The line between “email marketing” and “spam” can seem blurry, but there’s actually a distinct difference built on legal principles. As explained by EvoWise and defined by the FTC, email marketing must be sent with permission from the receiver (usually because they have signed up and agreed to receive emails from a specific company in the past), must include an unsubscribe option, and can’t have a deceptive subject line, among other things.

But from a day-to-day customer perspective, email marketing doesn’t need to violate any actual laws to feel like spam. According to data from MarketingSherpa, the top three reasons customers unsubscribe from email lists are:

  1. I get too many emails in general.
  2. The emails are not relevant to me.
  3. I get too many emails from this company specifically.

With those complaints in mind, it’s easy to see how even well intentioned automated marketing emails can drive customers to unsubscribe. Customers want fewer, better emails from your company.

So how often should you actually send promotional emails? MarketingSherpa has done some research on that question too. Their survey revealed that “86% would like to receive promo emails at least monthly, and 15% would like to receive promotional emails every day.”
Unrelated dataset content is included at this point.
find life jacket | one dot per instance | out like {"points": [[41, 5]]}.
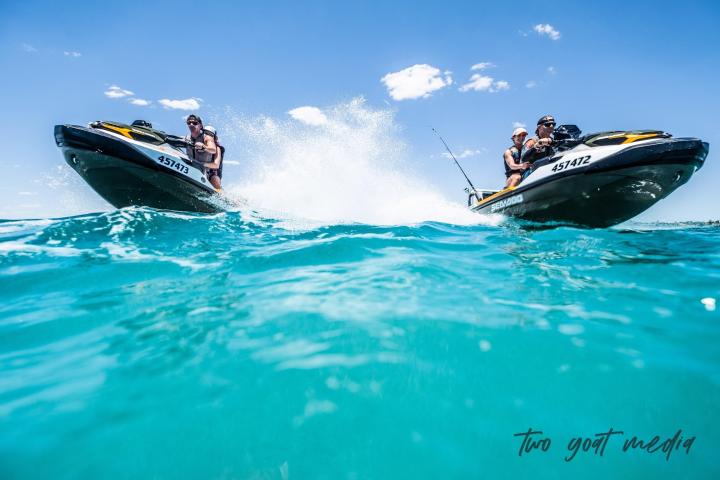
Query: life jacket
{"points": [[517, 155], [531, 154], [200, 156], [220, 152]]}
If you’re just getting started with email automation, the data indicates that you should be sending at least one promotional email a month as a baseline. And it’s likely that one per week wouldn’t be regarded as “too many” by the average customer. But it’s possible to use marketing automation to make business emails more effective and more welcome by paying attention to metrics like open rate and click-through rate. Certain customers will engage with your emails more often, and you can tailor your email strategy to send more emails to this segment of customers without overloading your entire email list.
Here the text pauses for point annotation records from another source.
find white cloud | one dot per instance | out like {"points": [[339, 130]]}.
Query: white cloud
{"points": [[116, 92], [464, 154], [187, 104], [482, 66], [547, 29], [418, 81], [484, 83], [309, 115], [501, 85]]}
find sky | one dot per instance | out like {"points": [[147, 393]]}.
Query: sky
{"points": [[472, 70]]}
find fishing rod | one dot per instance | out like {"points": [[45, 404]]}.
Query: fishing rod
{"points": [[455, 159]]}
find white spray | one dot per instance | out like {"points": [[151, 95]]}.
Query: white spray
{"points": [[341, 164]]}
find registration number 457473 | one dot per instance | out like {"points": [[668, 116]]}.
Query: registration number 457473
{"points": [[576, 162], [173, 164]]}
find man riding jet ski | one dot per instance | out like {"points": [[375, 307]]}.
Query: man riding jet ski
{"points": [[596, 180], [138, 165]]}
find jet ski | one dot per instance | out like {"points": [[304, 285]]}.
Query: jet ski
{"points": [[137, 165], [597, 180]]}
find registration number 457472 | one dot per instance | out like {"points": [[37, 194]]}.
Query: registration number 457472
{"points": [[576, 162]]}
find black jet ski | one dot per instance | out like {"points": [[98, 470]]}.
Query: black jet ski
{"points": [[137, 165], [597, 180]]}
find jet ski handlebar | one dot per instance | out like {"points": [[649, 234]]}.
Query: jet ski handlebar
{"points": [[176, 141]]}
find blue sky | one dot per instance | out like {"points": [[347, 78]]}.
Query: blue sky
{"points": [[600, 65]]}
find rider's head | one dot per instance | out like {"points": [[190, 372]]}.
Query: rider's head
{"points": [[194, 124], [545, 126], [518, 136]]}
Data shows that you should be sending at least one promotional email a month for most industries. Click To Tweet

While emails are the most studied form of marketing automation, you should apply the same concern for data and effectiveness to all your automated activities. If nobody is clicking on a pop-up message on your site, adjust it or remove it to provide a better customer experience. If customers only ever engage with a chat bot on specific pages on your site, consider why that is, and whether you should make the bot more or less prominent on different pages. A/B testing and continual optimization are key here, with a focus on increasing efficiency and engagement rates.

Align Your Marketing, Sales, and Service Teams

Taken as a whole, marketing automation is most effective when it is used along with your CRM software to align your marketing, sales, and customer service efforts. Ideally, your sales team will know what marketing activities brought a prospective lead to your business, so they know what appealed to them in the first place and can act accordingly. In the same way, it’s useful for your live chat customer service team to be able to check what automated emails a customer has recently received, since that customer may come to your site with questions about products featured in those emails.

Aligning the different aspects of your business is key to properly nurturing leads and guiding them through the sales funnel. Your marketing, sales, and service teams should be speaking the same language to provide a sense of consistency and professionalism throughout your customer interactions. Provide opportunities for your sales development representatives to be aware of the automated marketing activities that are being targeted at different groups, and use the feedback gathered by your customer service teams to inform and guide future automated marketing campaigns.

Optimize Your Marketing Automation

Sign up for a free trial of Formilla today to get started with marketing automation, live chat, and chat bots on your site.

Once you have a marketing automation platform set up, the next step is to begin optimizing and improving your processes. Implement some basic email drip campaigns and on-site chat bots, and analyze your customer data to see what’s working and what isn’t. Create segments and personas in your CRM software, and start targeting automated marketing activities at the right groups.